- Died: 1798
- Occupation: Antiquarian

= James Johnstone (antiquary) =

Scandinavian antiquarian

James Johnstone (died 1798) was a Scandinavian antiquarian.

==Biography==
Johnstone was a Master of Arts, though of what university is not stated, and a clergyman of the established church. For several years, he was chaplain to the English envoy extraordinary in Denmark. Afterwards he became rector of Magheracross, cos. Tyrone and Fermanagh, Ireland, and seems to have been appointed prebendary of Clogher in 1794 (Cotton, Fasti Eccl. Hib. iii. 101). He died in 1798, and his library was sold by auction in 1810.
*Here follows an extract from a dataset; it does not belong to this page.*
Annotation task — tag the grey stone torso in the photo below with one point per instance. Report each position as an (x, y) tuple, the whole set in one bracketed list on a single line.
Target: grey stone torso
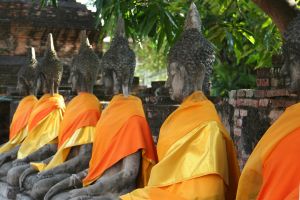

His works are: 1. ‘Anecdotes of Olave the Black, King of Man, and the Hebridian Princes of the Somerled Family. To which are added Eighteen Eulogies on Haco, King of Norway; by Snorro Sturlson, poet to that Monarch: now first published in the original Islandic, from the Flateyan and other Manuscripts; with a literal Version and Notes,’ [Copenhagen], 1780, 8vo. 2. ‘Lodbrokar-Quida; or, the Death-Song of Lodbrok: now first correctly printed from various Manuscripts, with a free English Translation: to which are added the various Readings, a literal Latin Version, an Islando-Latino Glossary, and Explanatory Notes,’ London, 1782, 16mo; Copenhagen, 1813, 16mo. 3. ‘The Norwegian Account of Haco's Expedition against Scotland in 1263. In the original Islandic, from the Flateyan and Frisian MS.; with a literal English Version and Notes,’ Copenhagen, 1782, 4to; reprinted, Edinburgh, 1882, 8vo. 4. ‘Antiquitates Celto-Scandicæ, sive Series Rerum Gestarum inter Nationes Britannicarum Insularum et Gentes Septentrionales,’ 1784, 4to. 5. ‘The Robbing of the Nunnery, or the Abbess outwitted. A Danish Ballad, translated into English in the style of the Sixteenth Century,’ Copenhagen, 1786, 24mo: printed as a compliment to Louisa Augusta, daughter of Frederick VI of Denmark, on her marriage with the Duke of Holstein-Augustenberg. 6. ‘Antiquitates Celto-Normannicæ; containing the Chronicle of Man and the Isles, abridged by Camden, and now first published complete from the original MS. in the British Museum; with an English Translation and Notes,’ Copenhagen, 1786, 4to. This work was attacked by Richard Gough in the ‘Gentleman's Magazine’ for December 1786, p. 1061, and defended in the same periodical for July 1787, p. 565.